El libro tiene una primera parte en la que habla de las bases del cristianismo, y su evolución histórica. En la segunda parte nos muestra el papel de las iglesias cristianas y los distintos movimientos religiosos que se han dado. Finalmente, tiene una conclusión donde se plantean grandes preguntas, como hablar de Dios ante tanta injusticia humana, el sentido de la vivencia mística, si existe una única religión verdadera, la increencia, el papel pacificador de las religiones y el diálogo interconfesional.
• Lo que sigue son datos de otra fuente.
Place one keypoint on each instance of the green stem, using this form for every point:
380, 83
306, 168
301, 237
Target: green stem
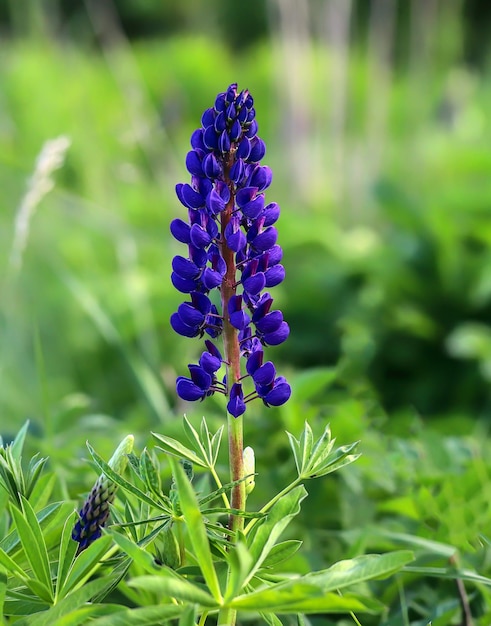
218, 483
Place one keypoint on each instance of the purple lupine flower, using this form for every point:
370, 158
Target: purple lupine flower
231, 247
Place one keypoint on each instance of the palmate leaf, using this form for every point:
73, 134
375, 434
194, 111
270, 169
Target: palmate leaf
315, 592
145, 616
316, 459
188, 616
3, 589
172, 446
353, 571
69, 604
68, 549
169, 583
281, 552
121, 482
32, 540
196, 528
240, 564
267, 532
303, 598
450, 573
37, 588
44, 517
85, 564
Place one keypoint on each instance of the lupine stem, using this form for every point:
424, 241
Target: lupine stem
232, 359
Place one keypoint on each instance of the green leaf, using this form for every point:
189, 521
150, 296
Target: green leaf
71, 603
215, 444
149, 473
18, 444
271, 619
42, 488
195, 440
44, 517
300, 597
80, 616
172, 446
188, 616
11, 566
240, 563
281, 552
433, 547
67, 551
196, 528
3, 589
145, 616
143, 558
33, 543
352, 571
85, 564
449, 573
306, 443
169, 583
267, 532
297, 452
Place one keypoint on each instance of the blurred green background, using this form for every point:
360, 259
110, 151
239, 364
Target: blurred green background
376, 117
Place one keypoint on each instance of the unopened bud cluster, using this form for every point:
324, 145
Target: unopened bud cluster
231, 247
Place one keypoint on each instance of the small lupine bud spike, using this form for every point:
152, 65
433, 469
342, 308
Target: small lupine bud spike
95, 510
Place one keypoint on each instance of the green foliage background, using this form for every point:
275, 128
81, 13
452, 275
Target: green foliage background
382, 168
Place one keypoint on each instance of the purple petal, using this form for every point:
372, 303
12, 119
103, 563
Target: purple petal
199, 237
275, 275
208, 117
270, 322
200, 377
184, 267
244, 149
224, 142
210, 138
214, 202
266, 239
254, 361
211, 167
197, 140
184, 285
211, 279
236, 405
189, 315
254, 284
181, 328
253, 208
278, 336
213, 350
210, 363
235, 131
279, 394
271, 213
189, 197
265, 375
262, 177
187, 390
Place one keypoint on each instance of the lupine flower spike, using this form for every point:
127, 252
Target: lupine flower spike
231, 247
95, 510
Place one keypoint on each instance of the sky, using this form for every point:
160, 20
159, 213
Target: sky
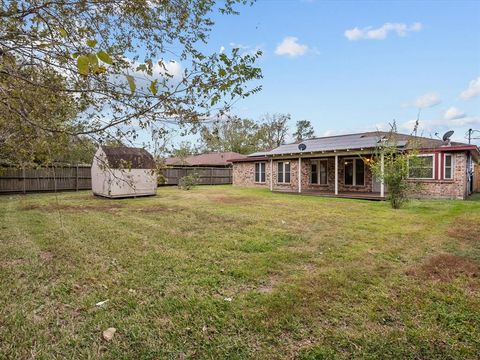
352, 66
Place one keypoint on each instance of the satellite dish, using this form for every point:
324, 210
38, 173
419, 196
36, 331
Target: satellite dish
447, 135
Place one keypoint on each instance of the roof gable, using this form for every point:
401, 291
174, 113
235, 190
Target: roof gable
360, 141
122, 157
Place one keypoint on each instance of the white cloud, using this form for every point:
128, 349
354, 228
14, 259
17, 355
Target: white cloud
427, 100
443, 124
453, 113
246, 49
401, 29
472, 90
290, 47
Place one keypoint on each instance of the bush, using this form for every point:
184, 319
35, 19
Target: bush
188, 182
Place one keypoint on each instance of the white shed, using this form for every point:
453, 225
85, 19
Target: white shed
123, 172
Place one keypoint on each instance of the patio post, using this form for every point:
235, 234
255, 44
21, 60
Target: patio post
271, 174
382, 182
299, 175
336, 174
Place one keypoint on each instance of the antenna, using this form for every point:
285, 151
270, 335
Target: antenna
446, 137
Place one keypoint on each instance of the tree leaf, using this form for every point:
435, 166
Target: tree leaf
92, 58
83, 64
102, 55
131, 83
153, 87
91, 42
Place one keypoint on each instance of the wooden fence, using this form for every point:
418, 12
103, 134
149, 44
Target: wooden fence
45, 179
79, 178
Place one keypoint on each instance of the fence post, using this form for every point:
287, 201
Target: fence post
76, 178
23, 180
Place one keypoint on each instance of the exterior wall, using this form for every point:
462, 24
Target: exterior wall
447, 189
133, 182
243, 174
121, 182
476, 177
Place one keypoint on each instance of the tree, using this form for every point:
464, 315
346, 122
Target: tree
396, 164
273, 130
130, 66
304, 130
184, 149
27, 112
234, 134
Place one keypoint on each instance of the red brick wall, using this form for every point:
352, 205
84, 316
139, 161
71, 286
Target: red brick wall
447, 189
244, 175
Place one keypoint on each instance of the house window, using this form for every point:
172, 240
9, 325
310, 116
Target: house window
318, 172
260, 172
421, 167
448, 167
283, 174
354, 172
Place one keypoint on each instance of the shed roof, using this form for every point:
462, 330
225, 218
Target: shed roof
128, 157
208, 159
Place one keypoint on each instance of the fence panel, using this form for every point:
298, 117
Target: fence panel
13, 180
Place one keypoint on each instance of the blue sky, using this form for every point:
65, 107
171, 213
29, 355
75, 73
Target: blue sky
352, 66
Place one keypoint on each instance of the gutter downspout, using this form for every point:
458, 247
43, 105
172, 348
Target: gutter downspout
336, 174
299, 175
271, 174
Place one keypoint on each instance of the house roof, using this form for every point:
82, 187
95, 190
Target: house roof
128, 157
366, 140
208, 159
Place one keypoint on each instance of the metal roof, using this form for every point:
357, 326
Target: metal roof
334, 143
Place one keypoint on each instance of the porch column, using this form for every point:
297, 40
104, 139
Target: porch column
271, 174
382, 182
336, 174
299, 175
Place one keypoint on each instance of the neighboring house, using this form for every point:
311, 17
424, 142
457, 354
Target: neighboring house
214, 159
123, 172
334, 166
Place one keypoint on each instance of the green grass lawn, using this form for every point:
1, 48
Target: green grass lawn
229, 273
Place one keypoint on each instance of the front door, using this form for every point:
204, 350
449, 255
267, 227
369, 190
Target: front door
376, 184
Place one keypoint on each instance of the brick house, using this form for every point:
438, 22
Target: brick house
335, 166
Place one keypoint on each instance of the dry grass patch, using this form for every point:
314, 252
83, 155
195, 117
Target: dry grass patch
466, 229
237, 200
103, 207
446, 267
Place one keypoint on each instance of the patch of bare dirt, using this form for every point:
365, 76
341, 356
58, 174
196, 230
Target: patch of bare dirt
238, 200
46, 256
158, 209
465, 229
11, 263
104, 207
445, 267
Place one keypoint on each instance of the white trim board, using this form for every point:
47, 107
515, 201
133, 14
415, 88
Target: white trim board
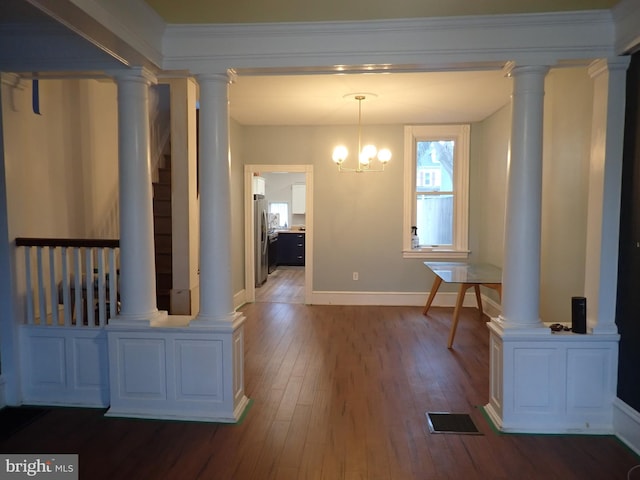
626, 424
3, 401
416, 299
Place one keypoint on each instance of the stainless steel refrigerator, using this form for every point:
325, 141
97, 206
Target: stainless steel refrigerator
261, 241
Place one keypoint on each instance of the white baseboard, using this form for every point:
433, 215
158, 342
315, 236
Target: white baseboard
416, 299
626, 424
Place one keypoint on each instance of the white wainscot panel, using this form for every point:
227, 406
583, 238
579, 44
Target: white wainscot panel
534, 379
64, 366
89, 360
142, 368
47, 362
587, 378
199, 368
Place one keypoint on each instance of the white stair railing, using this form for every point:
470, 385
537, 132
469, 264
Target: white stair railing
77, 287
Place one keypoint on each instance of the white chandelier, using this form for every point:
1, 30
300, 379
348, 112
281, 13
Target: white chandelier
366, 153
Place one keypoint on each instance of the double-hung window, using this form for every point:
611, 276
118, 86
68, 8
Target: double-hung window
436, 190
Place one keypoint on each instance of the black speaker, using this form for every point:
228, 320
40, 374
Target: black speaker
578, 314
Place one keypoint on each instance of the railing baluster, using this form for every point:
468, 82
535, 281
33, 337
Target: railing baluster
77, 280
102, 311
78, 285
42, 299
53, 288
89, 287
113, 288
66, 297
29, 282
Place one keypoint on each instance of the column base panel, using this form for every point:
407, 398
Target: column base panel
560, 383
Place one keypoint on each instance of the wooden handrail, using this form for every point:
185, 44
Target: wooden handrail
68, 242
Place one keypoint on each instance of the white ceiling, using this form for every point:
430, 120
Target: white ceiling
396, 98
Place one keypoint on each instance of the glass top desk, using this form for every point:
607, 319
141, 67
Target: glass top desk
467, 275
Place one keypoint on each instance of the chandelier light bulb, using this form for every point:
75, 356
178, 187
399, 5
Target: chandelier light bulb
340, 154
367, 153
384, 155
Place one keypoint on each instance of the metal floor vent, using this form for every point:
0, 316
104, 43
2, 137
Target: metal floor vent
445, 422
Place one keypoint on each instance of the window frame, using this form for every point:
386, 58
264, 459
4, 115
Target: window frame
460, 134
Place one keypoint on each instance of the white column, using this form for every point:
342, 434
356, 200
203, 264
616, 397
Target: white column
137, 263
216, 295
605, 179
521, 267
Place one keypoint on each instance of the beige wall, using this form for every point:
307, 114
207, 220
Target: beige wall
62, 165
358, 218
568, 111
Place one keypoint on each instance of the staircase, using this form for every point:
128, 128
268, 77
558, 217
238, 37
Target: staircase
162, 235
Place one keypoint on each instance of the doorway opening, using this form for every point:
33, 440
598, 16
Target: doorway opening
289, 202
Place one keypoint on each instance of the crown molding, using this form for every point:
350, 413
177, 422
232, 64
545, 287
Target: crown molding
129, 31
626, 16
424, 44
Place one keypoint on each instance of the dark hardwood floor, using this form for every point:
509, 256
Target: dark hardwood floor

Un vocabulario y una bibliografía muy útiles acaban la obra.

El autor busca el profundo sentido del nacimiento de Cristo, nos presenta el papel maternal de María, la vida, muerte y resurrección de Jesús, el Mesías, con su mensaje de esperanza. Repasa el papel de la Iglesia a lo largo de la historia. Una historia marcada por el aliento del Espíritu y por los cismas y las divisiones. Concilios, herejías, uso político de la religión, pero también cultivo de la vida monástica, del misticismo, de la espiritualidad…

Los grandes momentos de la historia de Europa se presentan ante el lector, como la reforma cisterciense, las cruzadas, el surgimiento de la orden de los predicadores o dominicos, la inquisición, los grandes sabios como san Alberto Magno o santo Tomás de Aquino, la pasión por el diálogo de Ramón Llull, la escolástica, la reforma protestante, la contrarreforma y la huella de san Ignacio de Loyola, san Francisco Javier, las reducciones jesuitas en Paraguay, la secularización posterior a la Revolución francesa, el materialismo dogmático a raíz de la Revolución rusa, el Concilio Vaticano II, el impacto de los últimos Santos Padres…

Se tratan las fiestas y los ritos, los iconos, los sacramentos, la eucaristía, el arte cristiano. La historia de la Iglesia, actualizada hasta el papa Francisco, permite contrastar el catolicismo, la ortodoxia y el protestantismo. También el anglicanismo y los grupos radicales que emigraron a Estados Unidos de América.

El autor muestra un gran interés por destacar el camino de los místicos, Charles de Foucauld, Mounier, Ignacio Ellacuría, y muchos otros. La parte final del libro se dedica a estudiar los nuevos movimientos cristianos y otros de carácter sectario que plantean nuevos retos en torno a la fe. Estamos ante un libro de cabecera para personas que quieran un compendio de la doctrina cristiana, actual, vivencial, preocupado no tan sólo por la verdad sino también por el bien. Un trabajo muy recomendable por su utilidad pedagógica.

Joan Lluís Pérez-Francesch

Catalunya Cristiana (28 de diciembre de 2014) 21.